Ever thought of starting your own Coven? There’s something to be said for group work – it has it’s advantages over solitary work (but that’s another post). One thing is for absolute certain: starting a Coven from scratch is so not easy. After running three Covens spanning a period of over twenty years, you learn a few things about the shit-storm of starting one from scratch.
Organization is key. Do not – I repeat, do not – think that you can get away without a little organization. If you don’t set yourself up a calendar and write down all of your appointments to meet the potential newcomers for your group, you will lose track in a split minute. There’s a lot to do. You have to write bylaws (or at least a set of ground rules), decide whether you’re using a hierarchy or not, write your Rites of Dedication and Initiation (unless you have them from a previous group), figure out how to pay for supplies – and the list goes on and on. Get a calendar, make lists, set reminders on your phone – whatever you have to do, be sure it’s recorded somewhere so you can complete the bite-sized chunks that will make setup a breeze.
Timing is everything. If you truly want people to join up with your Coven, you’re going to have to advertise at the right time. Our group advertisers our pre-Initiate training on Facebook in a couple of local Pagan groups. We also advertise on Witchvox.com. In fact, our group is kind of semi-popular, locally. I haven’t even advertised the next cycle of Dedicant Classes, and yet I have several applications that came in just a few months ago. I know for a fact that posting is not visible in the local groups anymore – it’s way too far down the FB group’s feed. I think, from experience, that the reason we’re so popular is that we usually start advertising around Samhain. Around that time of year, people love witches and witchcraft, and the n00bs in the groups always look for someone they can hang with. But the risk in that is: you get all kinds of crazies, wishy-washies, and sometimesers. So you have to gauge them carefully when you meet them.
Don’t ask your closest friends to be part of your Coven. When we think of a Coven, we think of a group of the closest people imaginable. We’re more than family – we’re chosen family. You get to know these people very, very well because of the amount of time you’re going to spend together. And that is how it should be. As a result, it seems like it would be a good idea to invite in people who are already chosen family, right? Wrong. Just don’t. You will power-struggle, you will fight and you will come to resent each other if one of you sticks around long enough. Advertise pre-Initiate classes on Facebook and on Witchvox, see how long people stick around, and then let them have their Rite of Dedication – after you’ve determined they aren’t lunatics.

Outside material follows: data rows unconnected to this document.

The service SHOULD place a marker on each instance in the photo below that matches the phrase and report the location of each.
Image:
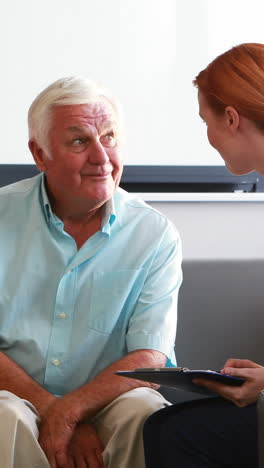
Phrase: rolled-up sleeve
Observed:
(153, 323)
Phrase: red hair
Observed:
(236, 78)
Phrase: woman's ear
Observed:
(38, 154)
(232, 119)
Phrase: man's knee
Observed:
(15, 411)
(141, 402)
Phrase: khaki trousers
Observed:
(119, 426)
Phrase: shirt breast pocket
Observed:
(112, 299)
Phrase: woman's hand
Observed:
(248, 392)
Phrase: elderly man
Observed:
(89, 284)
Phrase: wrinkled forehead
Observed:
(98, 112)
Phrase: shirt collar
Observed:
(109, 211)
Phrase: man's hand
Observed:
(57, 428)
(248, 392)
(85, 448)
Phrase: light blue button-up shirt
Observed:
(66, 314)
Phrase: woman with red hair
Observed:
(222, 431)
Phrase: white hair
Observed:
(71, 90)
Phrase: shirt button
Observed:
(56, 362)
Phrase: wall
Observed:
(215, 230)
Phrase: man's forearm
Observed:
(89, 399)
(14, 379)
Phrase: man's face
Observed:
(83, 161)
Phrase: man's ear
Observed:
(232, 119)
(38, 154)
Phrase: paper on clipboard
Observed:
(181, 378)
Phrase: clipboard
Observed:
(181, 378)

People change like the weather. You will have all kinds of people ask or apply to join your Coven. Meet them – all of them – in a public place. Feel them out. See how they react to the public setting and the environment that you’re both in at that moment. Listen to them tell their story and be genuinely interested. Tell your story and observe how they react to it. Figure out how you are feeling about meeting this person. What does their personality seem to be? But make no mistake: you need to feel this person’s energy out thoroughly. And even when you do that, 8 out of 10 of them will leave in the first few months.

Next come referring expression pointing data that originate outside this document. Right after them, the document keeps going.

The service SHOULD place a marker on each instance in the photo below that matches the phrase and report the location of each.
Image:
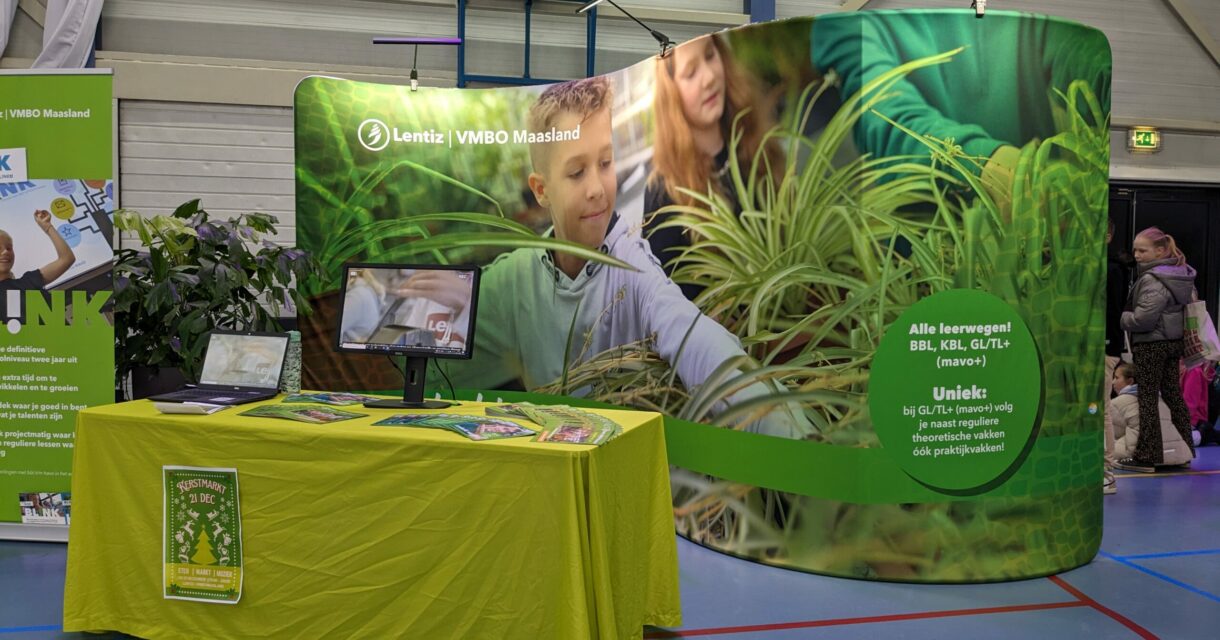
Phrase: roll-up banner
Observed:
(857, 260)
(56, 332)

The truly committed are rare. This is one of the many reasons for people leaving so soon. People will tell you how much time they’re able to commit to learning the Craft. They will tell you how much they want to be a part of the chosen family. They will tell you how desperately they’ve been searching for a Coven just like yours for so many months. And they will assure you that they are dedicated and committed to doing the work, no matter how hard, both at home and with the group. Don’t you believe it – not one word. It’s all lies. The more enthusiastic they are, the more cautious you need to be. Because rest assured, the overly enthusiastic are the first to make a beeline for that door.

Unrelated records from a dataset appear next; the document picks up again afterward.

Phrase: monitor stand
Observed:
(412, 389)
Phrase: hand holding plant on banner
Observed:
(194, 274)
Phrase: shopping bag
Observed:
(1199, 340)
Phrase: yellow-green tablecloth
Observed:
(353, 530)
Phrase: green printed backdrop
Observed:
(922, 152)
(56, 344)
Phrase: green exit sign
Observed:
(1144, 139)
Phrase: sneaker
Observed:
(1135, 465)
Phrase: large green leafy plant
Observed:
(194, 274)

I had one chick come to our group who was so very exuberant and excited to be a part of it – and I fell for it, hook, line and sinker. And within the first two months, she was gone. Completely disappeared. No one in the Coven knew where in the hell this chick could be. Just gone – to the point where we were kind of worried about whether or not someone had stabbed and buried her. That, or she was in the witness protection program. Girl knew how to make an exit, I’ll give her that!
Don’t let anyone in just because they ask politely. Trust – there are some absolute crazy, nutjob, lunatic mofos out there. You seriously cannot take the chance on having one in the group. It isn’t just you that you have to think about here. You have to consider the well-being of any other Coveners involved. Once there is one bad apple, the whole bunch can just start browning and getting mealier and mealier. Over time, the entire lot of you will be paranoid freakshows.
If you catch wind of someone whispering behind your back … Don’t act like it doesn’t happen. People are people, and people like to spread shish around. If you find that someone in your group is spreading good old-fashioned gossip, you have three options. 1) Get the fuck out. Leave. Just go. If the group always meets at your place, dissolve that son-of-a-gun. Get those people out of your life stat, because they will only become more toxic and harmful to your well-being. 2) Find the shit-starter and get rid of them. It may not sit well with the rest of the group, but if you can truly get to the root of the weed and pluck it, you have a chance to prevent it’s return. 3) Give the shit-starter the benefit of the doubt, wait them out, and then kick them when they start shit a second time. I’m a firm believer in second chances, but I don’t do repeat bullshit. Fool me once, shame on you; fool me twice, shame on me.